In my youth, I was raised Anglican – a good faith – by devout parents. As an adult, I have toyed with Christianity, questioning my beliefs, attending church less and finally not at all for a long time. I remain religious and my faith is regaining strength. Like my politics, my religious beliefs are practical, seeking common sense and logic, measured in a modern context. However, partly because I’m interested in history, I think about how we exist today, including how we believe and behave, compared to people centuries and millennia ago. Scholars like Barbara Tuchman and Edward Gibbon have shown a “distant mirror” on times past to reflect relevance to today. People lived, loved, thrived, survived and perished as we do today. Circumstances for our forebears were certainly simpler and harsher, but a world to which they adapted as we do today.

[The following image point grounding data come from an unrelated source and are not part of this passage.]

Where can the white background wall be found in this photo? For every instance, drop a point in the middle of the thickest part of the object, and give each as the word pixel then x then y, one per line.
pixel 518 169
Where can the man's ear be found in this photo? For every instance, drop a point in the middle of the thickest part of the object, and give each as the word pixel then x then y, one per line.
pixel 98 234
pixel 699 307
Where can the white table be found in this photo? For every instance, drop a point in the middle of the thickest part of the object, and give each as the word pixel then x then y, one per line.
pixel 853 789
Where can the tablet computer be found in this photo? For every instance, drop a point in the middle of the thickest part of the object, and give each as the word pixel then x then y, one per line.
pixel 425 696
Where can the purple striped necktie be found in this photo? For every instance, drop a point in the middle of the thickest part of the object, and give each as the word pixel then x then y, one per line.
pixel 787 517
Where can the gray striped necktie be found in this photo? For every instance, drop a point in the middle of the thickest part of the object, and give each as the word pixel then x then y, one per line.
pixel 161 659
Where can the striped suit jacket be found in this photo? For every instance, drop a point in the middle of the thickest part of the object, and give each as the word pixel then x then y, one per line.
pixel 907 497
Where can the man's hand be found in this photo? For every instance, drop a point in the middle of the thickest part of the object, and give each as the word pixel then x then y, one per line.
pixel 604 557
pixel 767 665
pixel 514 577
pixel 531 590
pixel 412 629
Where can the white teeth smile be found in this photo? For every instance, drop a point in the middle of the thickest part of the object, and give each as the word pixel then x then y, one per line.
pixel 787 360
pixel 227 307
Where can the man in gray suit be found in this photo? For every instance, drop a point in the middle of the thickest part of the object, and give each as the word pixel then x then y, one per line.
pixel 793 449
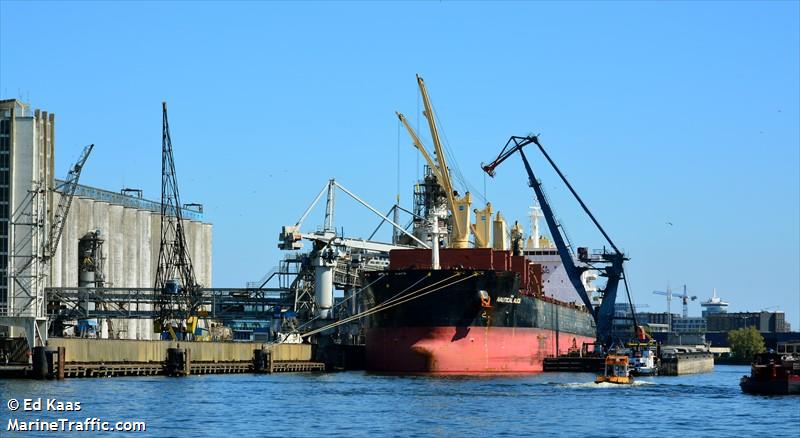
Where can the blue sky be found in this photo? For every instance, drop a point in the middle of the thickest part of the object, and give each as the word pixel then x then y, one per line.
pixel 680 112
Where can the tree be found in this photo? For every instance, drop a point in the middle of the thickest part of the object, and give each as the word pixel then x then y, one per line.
pixel 745 342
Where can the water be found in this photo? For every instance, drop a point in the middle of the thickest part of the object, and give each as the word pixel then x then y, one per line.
pixel 361 404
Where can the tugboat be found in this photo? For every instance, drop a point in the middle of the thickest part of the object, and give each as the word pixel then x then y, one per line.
pixel 616 371
pixel 773 374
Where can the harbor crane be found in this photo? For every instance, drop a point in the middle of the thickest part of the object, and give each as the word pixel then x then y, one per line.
pixel 459 206
pixel 610 263
pixel 175 279
pixel 67 190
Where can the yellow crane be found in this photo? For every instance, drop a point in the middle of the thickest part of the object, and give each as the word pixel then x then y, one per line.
pixel 459 206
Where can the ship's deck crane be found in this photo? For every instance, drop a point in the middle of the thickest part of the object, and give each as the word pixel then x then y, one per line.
pixel 612 261
pixel 459 206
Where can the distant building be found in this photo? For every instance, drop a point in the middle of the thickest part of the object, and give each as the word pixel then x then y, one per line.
pixel 691 324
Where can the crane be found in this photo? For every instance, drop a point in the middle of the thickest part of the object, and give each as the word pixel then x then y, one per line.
pixel 175 279
pixel 67 190
pixel 459 206
pixel 685 298
pixel 612 261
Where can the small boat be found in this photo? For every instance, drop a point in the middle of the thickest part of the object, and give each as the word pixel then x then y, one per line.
pixel 643 359
pixel 616 370
pixel 773 374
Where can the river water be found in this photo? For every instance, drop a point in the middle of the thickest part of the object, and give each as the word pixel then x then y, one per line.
pixel 362 404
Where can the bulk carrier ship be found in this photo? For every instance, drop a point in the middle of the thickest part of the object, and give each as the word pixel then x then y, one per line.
pixel 483 311
pixel 471 307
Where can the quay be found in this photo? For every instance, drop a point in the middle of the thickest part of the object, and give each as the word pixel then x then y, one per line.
pixel 79 357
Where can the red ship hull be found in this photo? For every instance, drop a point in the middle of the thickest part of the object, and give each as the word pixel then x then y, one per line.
pixel 465 350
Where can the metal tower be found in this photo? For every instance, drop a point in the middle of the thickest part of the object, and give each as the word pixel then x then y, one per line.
pixel 175 280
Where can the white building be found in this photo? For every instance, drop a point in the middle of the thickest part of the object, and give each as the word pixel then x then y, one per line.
pixel 130 226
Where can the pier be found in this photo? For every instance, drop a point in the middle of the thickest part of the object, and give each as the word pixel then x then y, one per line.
pixel 77 357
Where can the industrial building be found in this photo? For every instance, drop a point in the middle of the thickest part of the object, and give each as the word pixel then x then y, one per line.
pixel 128 226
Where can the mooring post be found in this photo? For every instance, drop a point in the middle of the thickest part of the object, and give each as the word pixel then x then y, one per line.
pixel 188 363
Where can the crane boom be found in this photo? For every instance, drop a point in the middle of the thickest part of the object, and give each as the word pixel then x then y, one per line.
pixel 573 272
pixel 418 144
pixel 613 270
pixel 65 202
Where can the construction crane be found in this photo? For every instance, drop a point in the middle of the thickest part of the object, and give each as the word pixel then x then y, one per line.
pixel 67 190
pixel 609 263
pixel 685 298
pixel 459 206
pixel 175 279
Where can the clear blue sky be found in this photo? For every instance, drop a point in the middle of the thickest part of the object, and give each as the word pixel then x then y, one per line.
pixel 658 112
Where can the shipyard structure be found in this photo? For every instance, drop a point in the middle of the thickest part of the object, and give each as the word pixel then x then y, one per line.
pixel 108 239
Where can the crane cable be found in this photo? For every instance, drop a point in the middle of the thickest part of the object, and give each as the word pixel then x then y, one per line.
pixel 389 304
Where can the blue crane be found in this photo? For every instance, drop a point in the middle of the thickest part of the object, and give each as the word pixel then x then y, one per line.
pixel 608 262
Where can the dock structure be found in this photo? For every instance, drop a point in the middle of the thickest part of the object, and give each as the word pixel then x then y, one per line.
pixel 76 357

I wonder if Christ was alive today would we know it, and if so, would we accept his ministry? A few yes, most not; very much like his own time on Earth. Jesus Christ was a gifted, remarkable man; an inspirational orator, messianic and zealous in his belief in the Kingdom of God on Earth. He was a Jew, a rabbi, a reformer, angering the Romans and the Jewish religious hierarchy with his oratory. In his lifetime, not even himself saw Jesus as Son of God. Islam, founded 600 years later, views Christ as a major prophet, not a God. Paul, a late convert to Christianity, is widely attributed as the greatest propagator of Christianity, and along with Peter is deemed founder of the Christian Church. Paul’s ministry was certainly one focused on Christ’s divinity, preached years after Christ’s death. However, it wasn’t until 325 A.D. at the Council of Nicaea, almost 300 years after Christ’s death, when Christian Roman bishops under Emperor Constantine declared Christ’s divinity and thereupon created the modern Son of God. Devout Christians would say that this is when the Roman Christian Church officially acknowledged the obvious. Jesus as God or God man-made remains debatable, but his impact and relevance is not.
God is mysterious, unknown except by faith, a force beyond and behind the universe. God is the unexplained part of science, and the explained part of perfection and beauty in our world. Most believers, including Jesus, humanize God to explain him on Earth. It helps, especially to people dominated by harsh, tyrannical regimes, whether it be Roman or some modern force. And the word of God is hope and peace on earth, goodwill toward men. Men and women who are beholden to no one but themselves, their humanitarian values and God.
“God bless us, every one.”
Roger Jackson is a former civil servant and a St. Albert resident.